If you want coverage in the Rocky Mountain News, you might consider pitching reporters at the Boulder Daily Camera, the Colorado Springs Gazette, the Grand Junction Daily Sentinel and the Associated Press. The Rocky’s recent staff cuts, combined with its article-sharing agreements with other Colorado newspapers, means that as much as 40 percent of its local news is generated by reporters not at the paper.

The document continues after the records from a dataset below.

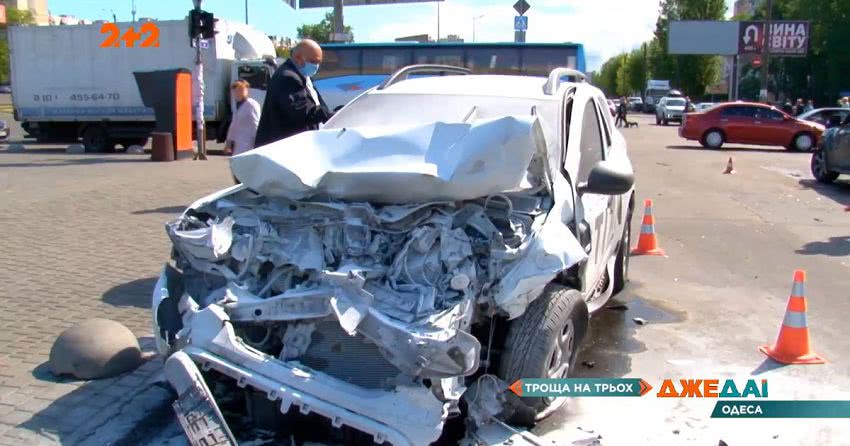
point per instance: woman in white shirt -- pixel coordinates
(243, 128)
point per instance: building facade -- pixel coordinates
(37, 7)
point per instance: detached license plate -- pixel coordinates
(201, 420)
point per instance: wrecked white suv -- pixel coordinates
(436, 231)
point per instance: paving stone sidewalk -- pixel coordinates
(82, 238)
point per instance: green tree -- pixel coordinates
(321, 32)
(14, 17)
(606, 79)
(636, 70)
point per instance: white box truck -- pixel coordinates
(66, 86)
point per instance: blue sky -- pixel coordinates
(605, 27)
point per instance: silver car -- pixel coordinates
(438, 235)
(669, 109)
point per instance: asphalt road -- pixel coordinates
(733, 242)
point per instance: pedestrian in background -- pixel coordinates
(621, 113)
(246, 117)
(292, 104)
(798, 107)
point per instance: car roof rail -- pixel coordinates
(405, 72)
(555, 76)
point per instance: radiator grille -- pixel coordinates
(348, 358)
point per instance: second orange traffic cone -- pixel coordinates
(648, 242)
(793, 345)
(730, 167)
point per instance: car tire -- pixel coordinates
(96, 139)
(126, 143)
(621, 264)
(803, 142)
(544, 342)
(713, 139)
(820, 170)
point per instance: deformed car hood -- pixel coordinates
(392, 164)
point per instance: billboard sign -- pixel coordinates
(520, 23)
(703, 37)
(330, 3)
(787, 37)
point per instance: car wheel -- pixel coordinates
(126, 143)
(713, 139)
(820, 170)
(621, 265)
(544, 342)
(96, 139)
(804, 142)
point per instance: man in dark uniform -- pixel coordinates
(292, 105)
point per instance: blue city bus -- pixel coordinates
(349, 69)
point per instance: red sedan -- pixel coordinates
(750, 123)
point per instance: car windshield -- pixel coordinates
(408, 109)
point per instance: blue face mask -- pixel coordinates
(309, 69)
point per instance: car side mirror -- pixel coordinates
(605, 179)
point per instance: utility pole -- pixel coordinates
(438, 21)
(474, 19)
(200, 134)
(765, 54)
(339, 25)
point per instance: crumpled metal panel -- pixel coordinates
(436, 161)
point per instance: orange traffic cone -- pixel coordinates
(730, 168)
(648, 243)
(793, 346)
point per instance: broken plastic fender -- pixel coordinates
(552, 250)
(436, 161)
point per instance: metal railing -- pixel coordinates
(409, 70)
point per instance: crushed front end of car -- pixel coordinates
(345, 277)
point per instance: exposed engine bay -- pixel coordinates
(361, 312)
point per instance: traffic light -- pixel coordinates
(201, 24)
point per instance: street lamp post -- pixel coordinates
(475, 19)
(765, 55)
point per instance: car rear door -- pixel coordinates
(839, 156)
(738, 122)
(772, 128)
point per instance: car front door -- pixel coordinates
(772, 128)
(595, 209)
(738, 122)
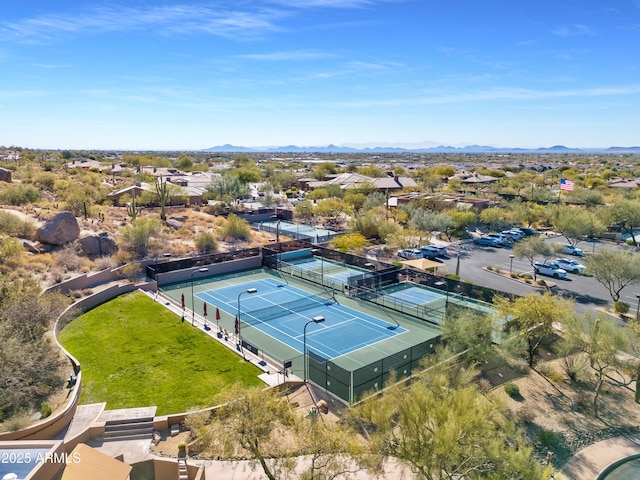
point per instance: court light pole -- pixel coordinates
(317, 250)
(155, 271)
(193, 302)
(305, 358)
(248, 290)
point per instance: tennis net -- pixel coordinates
(282, 309)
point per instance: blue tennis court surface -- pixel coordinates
(282, 311)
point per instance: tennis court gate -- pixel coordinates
(377, 275)
(352, 386)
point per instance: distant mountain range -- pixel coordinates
(440, 149)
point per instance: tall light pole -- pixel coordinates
(317, 250)
(305, 358)
(155, 271)
(193, 303)
(248, 290)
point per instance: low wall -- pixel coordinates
(51, 426)
(213, 269)
(88, 280)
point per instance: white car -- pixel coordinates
(571, 250)
(410, 253)
(550, 269)
(570, 265)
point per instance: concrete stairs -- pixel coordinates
(183, 474)
(128, 429)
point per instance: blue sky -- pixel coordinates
(167, 74)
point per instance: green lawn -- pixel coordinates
(135, 353)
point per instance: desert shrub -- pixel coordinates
(547, 438)
(484, 385)
(525, 415)
(575, 366)
(45, 180)
(206, 242)
(19, 194)
(104, 263)
(11, 251)
(68, 260)
(131, 271)
(8, 223)
(45, 410)
(236, 228)
(512, 390)
(621, 307)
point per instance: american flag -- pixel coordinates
(566, 185)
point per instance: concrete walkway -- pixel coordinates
(589, 462)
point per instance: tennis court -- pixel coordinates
(354, 350)
(281, 311)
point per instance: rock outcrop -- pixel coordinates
(61, 229)
(99, 245)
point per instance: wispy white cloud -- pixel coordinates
(494, 94)
(185, 19)
(286, 55)
(573, 30)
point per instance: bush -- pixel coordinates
(621, 307)
(547, 438)
(236, 228)
(206, 242)
(45, 410)
(512, 390)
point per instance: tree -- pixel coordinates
(602, 341)
(29, 360)
(247, 424)
(163, 196)
(532, 317)
(443, 428)
(625, 214)
(138, 235)
(614, 269)
(495, 218)
(470, 331)
(530, 248)
(227, 188)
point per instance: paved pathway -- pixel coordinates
(592, 460)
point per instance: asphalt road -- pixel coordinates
(585, 290)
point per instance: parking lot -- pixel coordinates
(587, 292)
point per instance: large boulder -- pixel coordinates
(60, 229)
(5, 175)
(99, 245)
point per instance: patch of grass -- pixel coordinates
(136, 353)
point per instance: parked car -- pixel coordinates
(442, 251)
(410, 253)
(500, 237)
(570, 265)
(430, 252)
(528, 231)
(488, 241)
(571, 250)
(513, 234)
(550, 269)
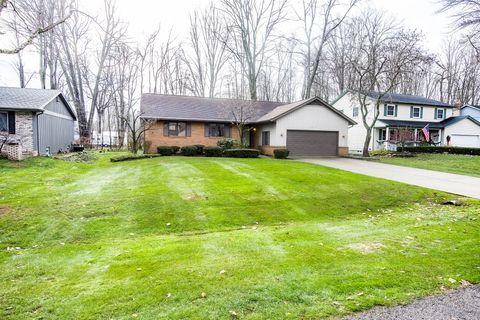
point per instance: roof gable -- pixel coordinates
(171, 107)
(281, 111)
(27, 99)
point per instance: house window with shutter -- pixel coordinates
(390, 110)
(416, 113)
(440, 113)
(3, 121)
(265, 138)
(355, 112)
(218, 130)
(177, 129)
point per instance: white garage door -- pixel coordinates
(469, 141)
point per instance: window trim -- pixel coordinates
(266, 138)
(355, 114)
(393, 110)
(177, 129)
(224, 130)
(7, 129)
(443, 113)
(419, 112)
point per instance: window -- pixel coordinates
(265, 138)
(177, 129)
(217, 130)
(390, 110)
(416, 113)
(355, 112)
(440, 113)
(3, 121)
(382, 134)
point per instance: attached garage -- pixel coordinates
(308, 128)
(464, 140)
(311, 143)
(464, 131)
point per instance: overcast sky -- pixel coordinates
(143, 16)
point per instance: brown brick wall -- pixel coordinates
(154, 137)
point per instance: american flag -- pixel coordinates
(426, 132)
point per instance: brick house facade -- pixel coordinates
(196, 134)
(310, 127)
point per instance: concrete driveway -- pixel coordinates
(448, 182)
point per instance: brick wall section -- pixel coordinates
(154, 137)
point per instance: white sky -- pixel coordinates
(143, 16)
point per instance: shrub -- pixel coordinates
(189, 151)
(200, 148)
(227, 143)
(281, 153)
(241, 153)
(165, 150)
(129, 157)
(446, 149)
(212, 151)
(376, 153)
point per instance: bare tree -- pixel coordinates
(209, 52)
(251, 24)
(22, 9)
(320, 19)
(242, 113)
(467, 16)
(136, 127)
(383, 54)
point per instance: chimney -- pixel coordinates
(456, 107)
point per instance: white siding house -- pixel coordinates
(405, 113)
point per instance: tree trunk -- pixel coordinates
(366, 144)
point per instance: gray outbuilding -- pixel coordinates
(35, 122)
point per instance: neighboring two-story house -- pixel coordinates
(471, 110)
(401, 120)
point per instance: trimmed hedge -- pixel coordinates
(166, 150)
(241, 153)
(129, 157)
(189, 151)
(280, 153)
(200, 148)
(451, 150)
(227, 143)
(212, 151)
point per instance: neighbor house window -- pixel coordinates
(218, 130)
(416, 113)
(382, 134)
(355, 112)
(390, 110)
(3, 121)
(440, 113)
(177, 129)
(265, 138)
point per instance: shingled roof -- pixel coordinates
(408, 99)
(186, 108)
(172, 107)
(280, 111)
(27, 99)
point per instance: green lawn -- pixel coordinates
(453, 163)
(206, 238)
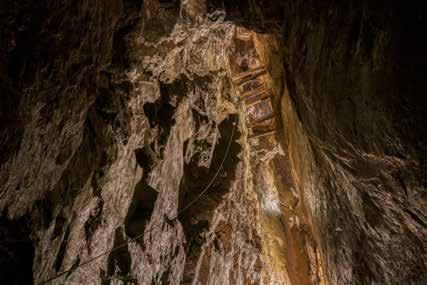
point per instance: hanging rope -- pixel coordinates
(73, 268)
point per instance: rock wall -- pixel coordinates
(126, 157)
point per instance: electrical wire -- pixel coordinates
(141, 235)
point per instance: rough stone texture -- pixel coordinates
(115, 115)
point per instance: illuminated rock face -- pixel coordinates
(121, 128)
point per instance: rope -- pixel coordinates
(141, 235)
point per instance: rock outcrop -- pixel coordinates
(128, 156)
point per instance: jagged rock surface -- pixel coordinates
(115, 116)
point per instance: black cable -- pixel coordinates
(141, 235)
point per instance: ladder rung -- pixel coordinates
(262, 119)
(269, 132)
(252, 73)
(256, 91)
(257, 100)
(167, 5)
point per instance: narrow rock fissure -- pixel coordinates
(197, 217)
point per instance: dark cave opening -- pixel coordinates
(16, 251)
(196, 217)
(140, 211)
(119, 262)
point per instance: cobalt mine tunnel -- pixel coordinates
(212, 142)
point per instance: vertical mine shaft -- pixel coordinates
(212, 142)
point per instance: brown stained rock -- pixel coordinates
(115, 115)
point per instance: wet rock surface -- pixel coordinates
(123, 143)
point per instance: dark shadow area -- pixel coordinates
(196, 218)
(119, 261)
(16, 252)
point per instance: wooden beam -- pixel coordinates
(250, 93)
(247, 75)
(263, 119)
(167, 5)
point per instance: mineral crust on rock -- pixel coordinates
(212, 142)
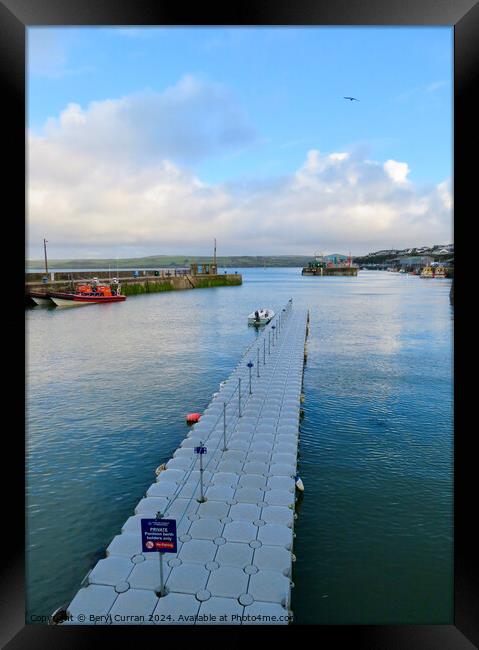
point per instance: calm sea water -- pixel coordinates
(108, 387)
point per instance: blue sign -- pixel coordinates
(200, 450)
(158, 535)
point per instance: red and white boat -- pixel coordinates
(87, 294)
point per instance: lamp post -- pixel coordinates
(45, 253)
(250, 364)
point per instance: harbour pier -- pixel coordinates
(133, 283)
(233, 504)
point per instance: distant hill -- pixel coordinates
(173, 261)
(439, 252)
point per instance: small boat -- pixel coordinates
(87, 294)
(439, 272)
(299, 484)
(40, 298)
(260, 317)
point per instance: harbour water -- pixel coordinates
(108, 388)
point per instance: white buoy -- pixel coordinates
(159, 469)
(299, 484)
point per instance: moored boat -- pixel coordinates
(439, 272)
(260, 317)
(87, 294)
(427, 272)
(39, 298)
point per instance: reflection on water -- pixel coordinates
(108, 387)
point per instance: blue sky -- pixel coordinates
(258, 100)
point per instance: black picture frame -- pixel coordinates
(15, 17)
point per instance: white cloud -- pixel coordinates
(397, 171)
(113, 176)
(186, 122)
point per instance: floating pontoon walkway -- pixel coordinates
(235, 549)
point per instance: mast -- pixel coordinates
(45, 252)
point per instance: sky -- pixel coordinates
(145, 140)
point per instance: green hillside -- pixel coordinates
(173, 261)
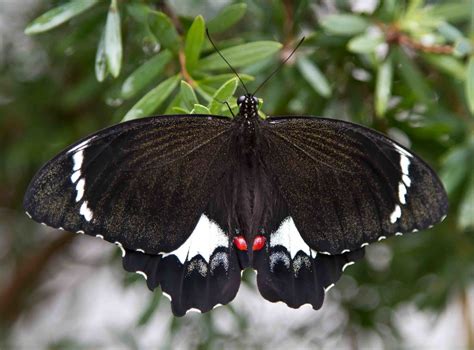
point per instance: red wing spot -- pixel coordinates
(258, 242)
(240, 242)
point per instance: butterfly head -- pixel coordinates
(248, 105)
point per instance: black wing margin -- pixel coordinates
(142, 184)
(346, 185)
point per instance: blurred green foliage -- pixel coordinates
(405, 68)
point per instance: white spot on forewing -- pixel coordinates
(401, 150)
(206, 237)
(75, 175)
(328, 288)
(288, 236)
(404, 164)
(86, 211)
(78, 158)
(80, 189)
(406, 180)
(346, 265)
(194, 310)
(402, 192)
(142, 274)
(121, 248)
(82, 145)
(396, 214)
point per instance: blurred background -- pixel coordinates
(405, 68)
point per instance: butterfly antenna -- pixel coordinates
(220, 54)
(280, 66)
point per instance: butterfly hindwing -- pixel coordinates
(202, 273)
(143, 184)
(346, 185)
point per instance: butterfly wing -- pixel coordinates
(346, 185)
(289, 270)
(143, 184)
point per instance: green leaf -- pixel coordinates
(466, 209)
(313, 75)
(227, 17)
(447, 64)
(240, 55)
(345, 24)
(59, 15)
(222, 94)
(188, 96)
(181, 110)
(470, 84)
(383, 86)
(164, 30)
(113, 40)
(364, 43)
(193, 43)
(200, 109)
(153, 99)
(413, 77)
(455, 168)
(220, 79)
(100, 60)
(145, 74)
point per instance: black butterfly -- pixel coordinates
(192, 200)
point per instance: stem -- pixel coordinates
(466, 313)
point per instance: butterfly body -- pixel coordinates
(192, 200)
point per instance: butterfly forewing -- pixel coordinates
(143, 184)
(346, 185)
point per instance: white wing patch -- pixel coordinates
(80, 183)
(404, 184)
(206, 237)
(288, 236)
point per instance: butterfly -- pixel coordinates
(193, 200)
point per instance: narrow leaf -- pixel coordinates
(222, 94)
(193, 43)
(241, 55)
(466, 209)
(180, 110)
(313, 75)
(100, 60)
(164, 30)
(383, 86)
(364, 43)
(410, 73)
(153, 99)
(145, 74)
(200, 109)
(470, 84)
(345, 24)
(188, 96)
(447, 64)
(59, 15)
(113, 40)
(227, 17)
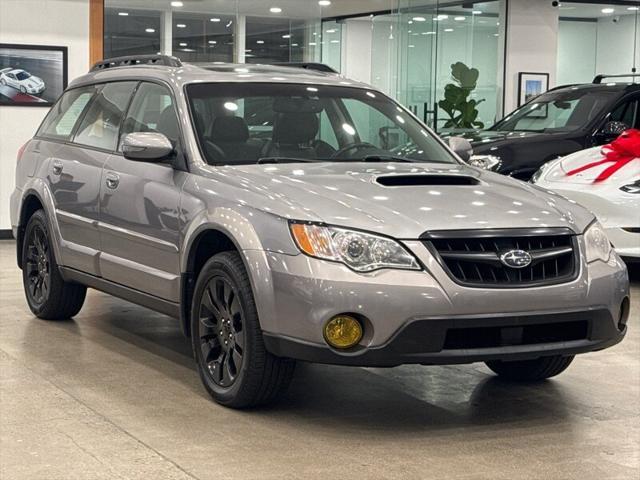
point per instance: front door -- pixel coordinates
(139, 205)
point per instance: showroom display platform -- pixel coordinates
(113, 394)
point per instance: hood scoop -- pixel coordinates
(426, 180)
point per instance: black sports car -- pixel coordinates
(559, 122)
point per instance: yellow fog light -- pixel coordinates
(342, 331)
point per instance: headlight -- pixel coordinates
(362, 252)
(597, 243)
(488, 162)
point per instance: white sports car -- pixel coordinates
(21, 80)
(610, 188)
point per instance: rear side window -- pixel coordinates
(65, 114)
(101, 124)
(152, 110)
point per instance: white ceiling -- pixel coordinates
(311, 8)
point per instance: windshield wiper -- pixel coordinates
(284, 160)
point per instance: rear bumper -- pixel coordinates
(471, 339)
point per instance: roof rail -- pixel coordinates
(318, 67)
(599, 78)
(128, 61)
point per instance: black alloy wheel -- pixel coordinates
(220, 331)
(38, 266)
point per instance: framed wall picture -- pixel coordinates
(32, 75)
(531, 85)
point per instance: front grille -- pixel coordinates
(473, 257)
(491, 337)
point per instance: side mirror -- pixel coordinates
(613, 129)
(462, 147)
(146, 146)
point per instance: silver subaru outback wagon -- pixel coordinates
(288, 214)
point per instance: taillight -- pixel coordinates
(21, 151)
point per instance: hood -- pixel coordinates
(398, 199)
(479, 138)
(558, 171)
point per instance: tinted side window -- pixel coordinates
(101, 123)
(152, 110)
(65, 113)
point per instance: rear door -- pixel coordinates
(139, 204)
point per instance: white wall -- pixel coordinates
(38, 22)
(576, 51)
(532, 44)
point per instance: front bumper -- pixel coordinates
(443, 341)
(410, 314)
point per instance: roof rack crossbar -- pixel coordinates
(318, 67)
(599, 78)
(128, 61)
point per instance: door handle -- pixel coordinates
(57, 167)
(112, 181)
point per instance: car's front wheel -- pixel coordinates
(48, 295)
(233, 363)
(531, 370)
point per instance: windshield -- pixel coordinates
(562, 111)
(273, 123)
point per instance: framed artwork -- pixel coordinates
(531, 85)
(32, 75)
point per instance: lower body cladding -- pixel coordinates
(424, 317)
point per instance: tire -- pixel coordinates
(531, 370)
(49, 297)
(240, 373)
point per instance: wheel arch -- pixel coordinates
(207, 241)
(31, 203)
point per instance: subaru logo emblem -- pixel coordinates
(516, 258)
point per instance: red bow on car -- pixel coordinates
(621, 151)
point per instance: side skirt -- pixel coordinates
(135, 296)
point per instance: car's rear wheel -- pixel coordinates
(48, 295)
(233, 363)
(531, 370)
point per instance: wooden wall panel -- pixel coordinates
(96, 30)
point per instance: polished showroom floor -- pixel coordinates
(113, 394)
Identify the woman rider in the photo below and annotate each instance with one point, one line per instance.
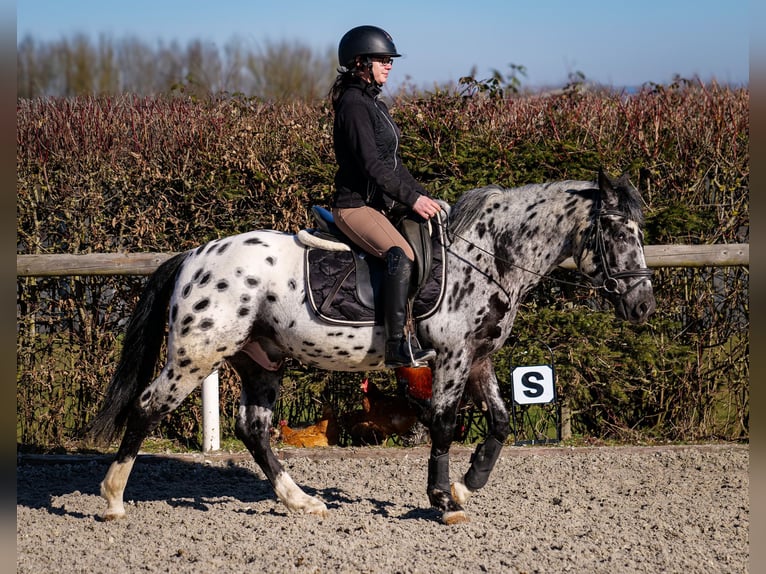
(371, 182)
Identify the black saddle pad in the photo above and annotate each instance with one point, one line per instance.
(344, 287)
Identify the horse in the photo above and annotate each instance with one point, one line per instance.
(243, 299)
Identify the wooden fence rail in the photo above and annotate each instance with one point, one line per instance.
(721, 255)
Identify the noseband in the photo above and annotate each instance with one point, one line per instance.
(610, 278)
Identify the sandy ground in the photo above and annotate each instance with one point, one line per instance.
(624, 509)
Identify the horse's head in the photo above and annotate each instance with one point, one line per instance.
(611, 253)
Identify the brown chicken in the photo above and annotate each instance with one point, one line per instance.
(381, 416)
(324, 433)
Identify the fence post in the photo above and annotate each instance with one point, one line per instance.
(211, 420)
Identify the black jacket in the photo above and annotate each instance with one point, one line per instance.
(370, 170)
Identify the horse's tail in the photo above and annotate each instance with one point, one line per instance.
(140, 350)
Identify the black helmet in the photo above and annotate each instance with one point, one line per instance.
(365, 41)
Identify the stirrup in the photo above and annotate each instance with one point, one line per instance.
(408, 355)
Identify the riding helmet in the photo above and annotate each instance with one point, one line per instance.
(365, 41)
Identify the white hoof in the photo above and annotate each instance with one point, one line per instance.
(460, 492)
(314, 506)
(295, 499)
(455, 517)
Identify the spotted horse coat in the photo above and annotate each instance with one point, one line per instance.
(242, 299)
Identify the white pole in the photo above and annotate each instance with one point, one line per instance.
(211, 420)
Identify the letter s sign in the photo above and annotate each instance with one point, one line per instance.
(533, 385)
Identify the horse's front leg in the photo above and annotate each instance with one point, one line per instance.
(442, 429)
(485, 392)
(260, 389)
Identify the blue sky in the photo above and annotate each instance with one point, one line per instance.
(613, 42)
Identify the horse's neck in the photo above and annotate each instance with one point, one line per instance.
(525, 249)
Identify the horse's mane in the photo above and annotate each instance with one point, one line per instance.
(469, 206)
(472, 203)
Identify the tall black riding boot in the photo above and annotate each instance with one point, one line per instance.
(400, 351)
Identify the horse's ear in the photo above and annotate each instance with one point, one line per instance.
(607, 190)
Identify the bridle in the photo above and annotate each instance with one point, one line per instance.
(609, 284)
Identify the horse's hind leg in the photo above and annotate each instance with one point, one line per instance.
(483, 387)
(113, 485)
(159, 399)
(260, 389)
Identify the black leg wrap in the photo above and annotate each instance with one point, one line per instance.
(438, 472)
(482, 463)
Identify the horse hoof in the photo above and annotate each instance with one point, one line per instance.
(460, 492)
(315, 507)
(455, 517)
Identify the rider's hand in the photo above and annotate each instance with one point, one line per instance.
(426, 207)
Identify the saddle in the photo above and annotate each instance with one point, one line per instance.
(344, 284)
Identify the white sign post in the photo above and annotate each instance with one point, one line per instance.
(211, 418)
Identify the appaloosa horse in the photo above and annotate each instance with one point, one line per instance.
(243, 299)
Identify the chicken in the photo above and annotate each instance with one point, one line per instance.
(381, 416)
(324, 433)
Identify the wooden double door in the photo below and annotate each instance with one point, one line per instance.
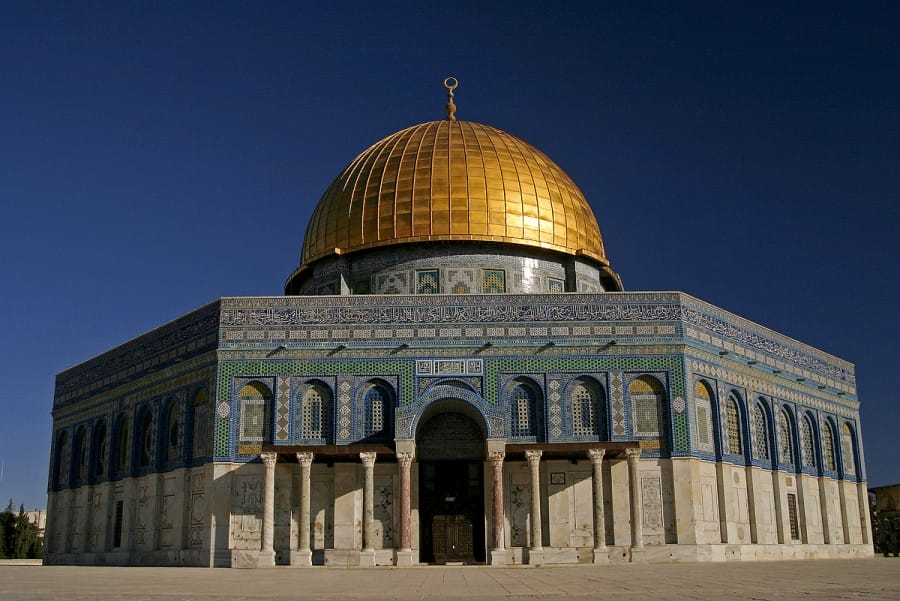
(451, 497)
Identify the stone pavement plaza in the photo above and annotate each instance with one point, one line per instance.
(877, 578)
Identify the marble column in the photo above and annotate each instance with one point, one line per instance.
(367, 555)
(498, 551)
(536, 551)
(267, 552)
(303, 556)
(601, 553)
(634, 488)
(404, 554)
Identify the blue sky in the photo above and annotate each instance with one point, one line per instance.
(156, 156)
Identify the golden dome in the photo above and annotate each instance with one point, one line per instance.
(452, 180)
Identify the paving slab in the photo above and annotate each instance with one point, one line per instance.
(871, 579)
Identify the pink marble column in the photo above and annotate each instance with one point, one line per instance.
(634, 488)
(496, 459)
(601, 554)
(304, 557)
(405, 462)
(534, 464)
(368, 460)
(267, 552)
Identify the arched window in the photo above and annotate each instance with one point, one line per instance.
(121, 458)
(733, 427)
(63, 459)
(760, 432)
(201, 423)
(100, 450)
(144, 439)
(172, 431)
(588, 403)
(647, 396)
(807, 443)
(848, 456)
(522, 401)
(703, 403)
(377, 405)
(81, 456)
(828, 447)
(785, 440)
(315, 402)
(255, 400)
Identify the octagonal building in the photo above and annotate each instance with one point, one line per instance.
(455, 374)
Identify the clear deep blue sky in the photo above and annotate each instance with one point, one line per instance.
(156, 156)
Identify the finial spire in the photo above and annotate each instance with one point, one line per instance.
(450, 84)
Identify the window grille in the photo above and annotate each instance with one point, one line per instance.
(828, 447)
(792, 516)
(584, 419)
(807, 448)
(733, 424)
(785, 444)
(849, 459)
(522, 406)
(760, 433)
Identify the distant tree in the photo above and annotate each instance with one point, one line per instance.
(18, 535)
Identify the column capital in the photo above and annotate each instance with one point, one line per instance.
(368, 459)
(632, 454)
(596, 455)
(270, 459)
(305, 459)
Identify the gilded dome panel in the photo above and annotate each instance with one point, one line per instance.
(452, 180)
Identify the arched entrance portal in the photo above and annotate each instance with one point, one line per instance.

Everybody wins! You’d think it would be hard not to win a lot when you are one of only three entrants and there are literally dozens of categories of awards, but that hasn’t stopped the Denver Post and the Rocky Mountain News from going into overdrive to congratulate themselves. Westword has the details here and here.
The Boulder Daily Camera is taking heat for its article covering the spectacularly horrible car crash that killed three men who were in their early twenties. Westword has the details on reader reaction that accuses the paper of glorifying the men’s behavior, including this quote:
“The thing that really makes me feel much better about this is they died doing what they loved to do — they were drinking, they were going fast and they were together,” (one of the dead men’s sister) said. “It gives me comfort, it does, to know those three things.”
UPDATE: The Boulder Daily Camera editor responded to the readers’ reactions.
Sad news — Westword co-founder and former Denver Post reporter Sandra Widener and her politically connected husband, John Parr, were killed in a Wyoming traffic accident this weekend.
Lynn Bronikowski, Mark Eddy, Anna Osborn, Ernest Gurule, Michelle Ames and Sharon Sherman are all Denver media types who successfully made the jump to public relations. They may have a lot more company from former colleagues at the Denver Post and the Rocky Mountain News. Westword reports on a group called “The Jump” that is helping journalists who fear continued downsizing make the move to PR.